Apple has always been considered a consumer technology company, not an enterprise one. Yet the success of its iPad has just about every enterprise-oriented hardware vendor out there, from Research in Motion to HP to Lenovo, introducing tablets to compete with the iPad.
It isn't clear yet whether tablets will be a real game changer as laptops and PCs before them were, or a trend in need of a compelling use case like netbooks.
The tablet buzz is growing as more reports emerge of companies making good use of iPads. In September I wrote about MicroStrategy's deployment of 1,100 iPads to executives and sales personnel, with a company executive saying the tablets were boosting productivity and cost less than laptops.
SAP, which has 2,500 iPads in use, is modifying its infrastructure to support other mobile devices as well, writes InformationWeek's Bob Evans. SAP CIO Oliver Bussmann recommends using a central device management tool to facilitate security, provisioning and retirement in a multi-device model. Not surprisingly, SAP uses a tool called Afaria, produced by its wholly-owned subsidiary Sybase
Management tools must be able to address the blurring between personal and professional lives that tends to occur with tablets and other mobile devices, Bussmann tells Evans, with the ability to wipe corporate data and content from a personal device when an employee leaves the company while also preserving personal data. IT organizations will need to respond more quickly to users' requests for upgrades, which will mirror the rapid pace of manufacturers introducing new features, Bussmann says.
Bussmann tells Evans SAP started with basic office productivity tools such as e-mail, calendars, VPN access, desktops over Citrix and people directory.
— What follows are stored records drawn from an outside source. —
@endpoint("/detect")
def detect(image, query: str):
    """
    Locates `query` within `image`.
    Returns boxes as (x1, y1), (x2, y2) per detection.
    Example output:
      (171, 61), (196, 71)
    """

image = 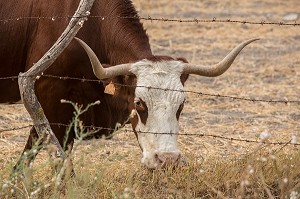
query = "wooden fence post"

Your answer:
(18, 0), (95, 159)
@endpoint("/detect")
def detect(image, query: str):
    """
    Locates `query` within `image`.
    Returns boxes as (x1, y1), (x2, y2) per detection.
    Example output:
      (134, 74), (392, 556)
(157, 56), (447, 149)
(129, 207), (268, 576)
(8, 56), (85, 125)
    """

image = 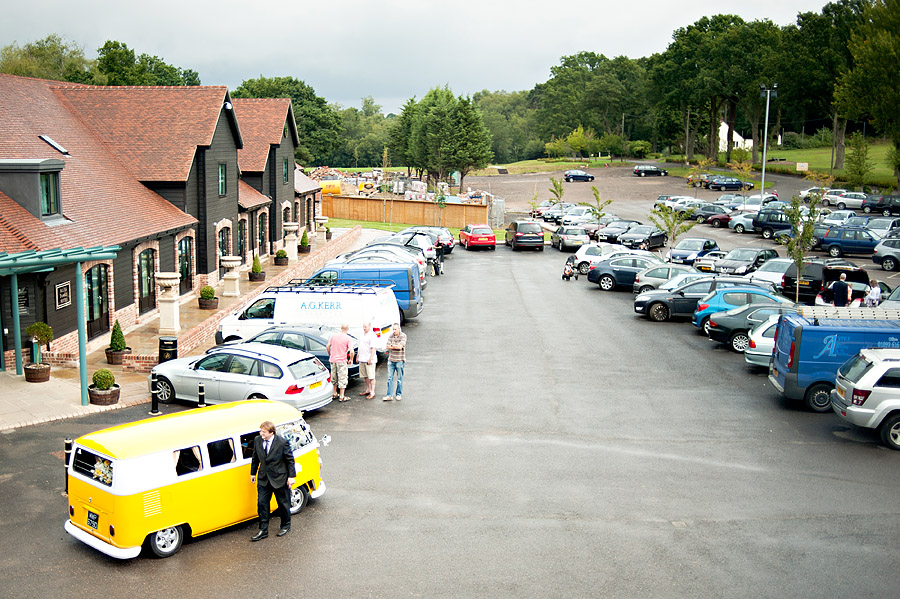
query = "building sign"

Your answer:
(56, 281), (72, 310)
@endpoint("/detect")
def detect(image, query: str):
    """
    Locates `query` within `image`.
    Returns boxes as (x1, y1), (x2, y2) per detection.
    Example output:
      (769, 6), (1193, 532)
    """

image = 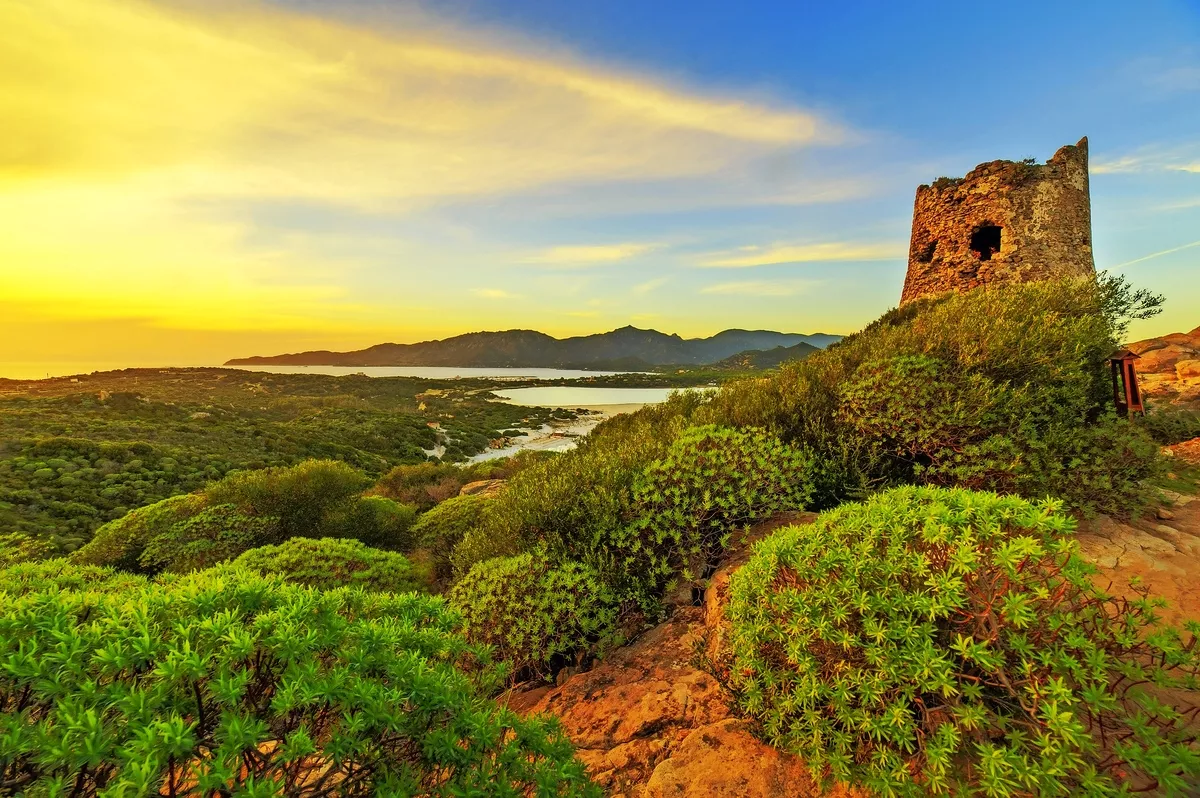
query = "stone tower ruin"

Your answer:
(900, 137), (1096, 305)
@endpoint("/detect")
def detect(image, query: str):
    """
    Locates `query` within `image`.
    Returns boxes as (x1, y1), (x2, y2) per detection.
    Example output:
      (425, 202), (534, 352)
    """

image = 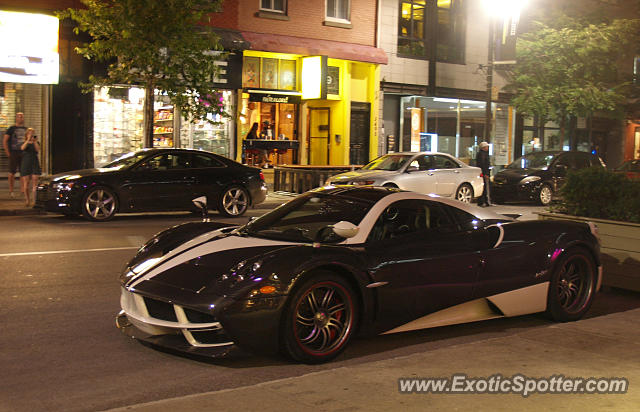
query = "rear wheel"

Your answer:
(218, 186), (249, 217)
(82, 186), (118, 222)
(456, 183), (473, 203)
(538, 185), (553, 206)
(547, 248), (597, 322)
(282, 271), (356, 363)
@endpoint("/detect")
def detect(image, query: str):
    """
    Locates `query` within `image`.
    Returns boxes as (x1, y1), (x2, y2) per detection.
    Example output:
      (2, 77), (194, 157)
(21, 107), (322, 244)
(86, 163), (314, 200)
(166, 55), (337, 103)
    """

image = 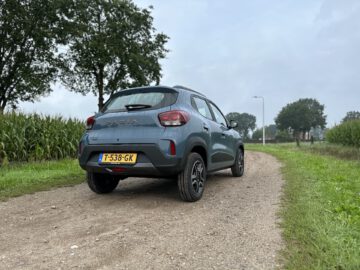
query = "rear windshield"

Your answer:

SAP employees also use a mobile app from the company's Business Objects business intelligence software for on-the-fly KPI monitoring and data analysis. Bussmann calls it "the No. 1 solution people want across our different user groups." Bussmann mentions the app is especially popular among sales and marketing staff, who benefit from access to the most up-to-date data, a key requirement for mobile BI.
SAP used in-memory technology to move its entire CRM database, with three terabytes of data and more than 12 million records, into its Hana appliance. Using an iPad outfitted with Business Objects software as a front end, SAP sales personnel can "analyze 650,000 opportunities in real time," Bussmann says. The combination of mobile devices and in-memory processing "lets salespeople get the answers and insights they need without having to wait 10 or 20 or 30 seconds."
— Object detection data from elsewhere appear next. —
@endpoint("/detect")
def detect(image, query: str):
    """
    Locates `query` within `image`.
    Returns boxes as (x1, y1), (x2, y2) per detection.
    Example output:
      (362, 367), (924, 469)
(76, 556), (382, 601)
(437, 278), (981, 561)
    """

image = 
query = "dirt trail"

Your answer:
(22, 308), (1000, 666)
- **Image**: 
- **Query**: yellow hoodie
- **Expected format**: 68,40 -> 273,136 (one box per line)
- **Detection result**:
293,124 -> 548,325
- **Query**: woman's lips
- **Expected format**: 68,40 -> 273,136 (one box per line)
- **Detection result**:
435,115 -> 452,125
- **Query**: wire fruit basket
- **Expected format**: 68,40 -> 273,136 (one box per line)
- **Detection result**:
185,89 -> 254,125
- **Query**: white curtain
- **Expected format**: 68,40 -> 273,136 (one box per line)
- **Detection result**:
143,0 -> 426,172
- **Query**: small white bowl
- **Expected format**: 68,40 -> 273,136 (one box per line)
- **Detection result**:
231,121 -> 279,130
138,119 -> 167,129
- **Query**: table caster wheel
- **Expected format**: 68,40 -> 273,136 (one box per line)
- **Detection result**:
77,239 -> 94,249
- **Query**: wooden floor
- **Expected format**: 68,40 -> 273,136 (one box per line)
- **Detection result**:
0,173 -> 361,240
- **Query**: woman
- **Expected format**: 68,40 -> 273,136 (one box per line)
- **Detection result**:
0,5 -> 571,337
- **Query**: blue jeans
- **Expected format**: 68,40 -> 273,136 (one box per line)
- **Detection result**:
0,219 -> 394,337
Bussmann isn't the only CIO talking up tablets' potential. In a CIO.com interview, Google CIO Ben Fried encourages CIOs to waste no time in formulating tablet strategies. He says:
Some people already feel that they're behind on the game on this. But if you look at the variety of Android tablets coming out, it's clear that it will be a diverse landscape and you have a chance to get in ahead of this. CIOs are going to have to think about software delivery. Are we going to buy software for these tablets? Do we have to think about training for our development organizations to learn how to build for these things? Do we have to think about optimizing Web browser experiences to work for this stuff? CIOs need to have a strategy and opinions about tablets because it will be the next personal computing platform that we're expected to provide at the enterprise, and very quickly. It will be this year.